I am 45-year-old and have purchased a term and a savings plan. Do I need to buy any more insurance cover so that there is enough corpus to take care of my wife after I die?

Every individual should have adequate insurance, not more not less. To cover yourself with the appropriate amount, you should evaluate your existing savings, insurance covers, loans, liabilities and future financial requirements. First, assess your current coverage and see if the maturity proceeds are enough for your wife to sustain the current lifestyle and fulfil her future requirements. In case you are falling short, you should reach out to your insurance company or a financial advisor and bridge the gap with an additional policy.

My uncle passed away last month due to a sudden stroke. His life insurance policy was due for renewal in October. In this case, will his claim be honoured by the insurer?

Yes, the claim should be honoured by the insurance provider. A life Insurance cover stays active until the policy due date as well as in the grace period. If all the past premiums of your uncle’s policy were paid and it was in the premium paying mode at the time of his demise, the claim will be payable.

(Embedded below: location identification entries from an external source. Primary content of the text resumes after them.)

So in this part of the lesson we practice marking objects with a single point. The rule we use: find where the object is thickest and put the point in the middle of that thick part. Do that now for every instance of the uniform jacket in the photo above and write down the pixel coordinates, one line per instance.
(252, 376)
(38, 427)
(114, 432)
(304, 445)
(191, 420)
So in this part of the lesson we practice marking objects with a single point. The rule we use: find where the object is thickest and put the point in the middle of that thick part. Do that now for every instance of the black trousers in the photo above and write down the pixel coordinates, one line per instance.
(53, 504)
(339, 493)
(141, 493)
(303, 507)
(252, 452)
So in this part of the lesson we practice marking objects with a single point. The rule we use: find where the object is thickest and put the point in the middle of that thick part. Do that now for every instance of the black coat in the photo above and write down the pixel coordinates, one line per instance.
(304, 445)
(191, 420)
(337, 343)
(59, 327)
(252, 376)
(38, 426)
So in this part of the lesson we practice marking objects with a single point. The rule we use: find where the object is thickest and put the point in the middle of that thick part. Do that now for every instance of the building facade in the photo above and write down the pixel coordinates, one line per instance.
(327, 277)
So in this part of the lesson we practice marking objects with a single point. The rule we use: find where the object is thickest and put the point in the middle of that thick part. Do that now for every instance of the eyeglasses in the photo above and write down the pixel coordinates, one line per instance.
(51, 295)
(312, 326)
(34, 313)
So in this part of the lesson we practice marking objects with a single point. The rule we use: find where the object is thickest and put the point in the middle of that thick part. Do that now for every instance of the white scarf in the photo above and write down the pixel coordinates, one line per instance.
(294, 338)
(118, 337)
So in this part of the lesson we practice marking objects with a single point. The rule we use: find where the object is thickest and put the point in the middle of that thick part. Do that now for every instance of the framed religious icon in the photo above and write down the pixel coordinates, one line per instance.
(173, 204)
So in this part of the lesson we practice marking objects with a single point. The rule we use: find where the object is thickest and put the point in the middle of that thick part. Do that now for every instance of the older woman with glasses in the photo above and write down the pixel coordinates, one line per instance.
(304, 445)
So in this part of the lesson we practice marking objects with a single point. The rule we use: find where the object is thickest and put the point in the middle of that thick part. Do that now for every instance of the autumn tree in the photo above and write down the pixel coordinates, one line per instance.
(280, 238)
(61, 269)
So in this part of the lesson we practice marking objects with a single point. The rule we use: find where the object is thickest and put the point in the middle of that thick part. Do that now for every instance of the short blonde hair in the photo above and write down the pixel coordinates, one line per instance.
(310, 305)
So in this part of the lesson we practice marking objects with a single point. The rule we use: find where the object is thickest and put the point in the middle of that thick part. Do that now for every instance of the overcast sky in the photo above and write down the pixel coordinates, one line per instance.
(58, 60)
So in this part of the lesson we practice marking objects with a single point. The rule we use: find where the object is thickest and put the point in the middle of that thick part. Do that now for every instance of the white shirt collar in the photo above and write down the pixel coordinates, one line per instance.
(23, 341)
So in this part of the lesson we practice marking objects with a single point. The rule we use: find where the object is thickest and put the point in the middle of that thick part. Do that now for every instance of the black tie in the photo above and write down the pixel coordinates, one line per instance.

I have recently changed my address and have shifted to a new city. All of my insurance policies have my previous address. Do I need to notify the insurer about the change in address? 

It is always beneficial to ensure that all your personal information including the address is updated in your insurer’s records. You should ideally write to your insurance company informing them about the change in address along with the new address proof. Ensure that their records are updated. It will not affect the claims payout but will impact communication between you and your insurer.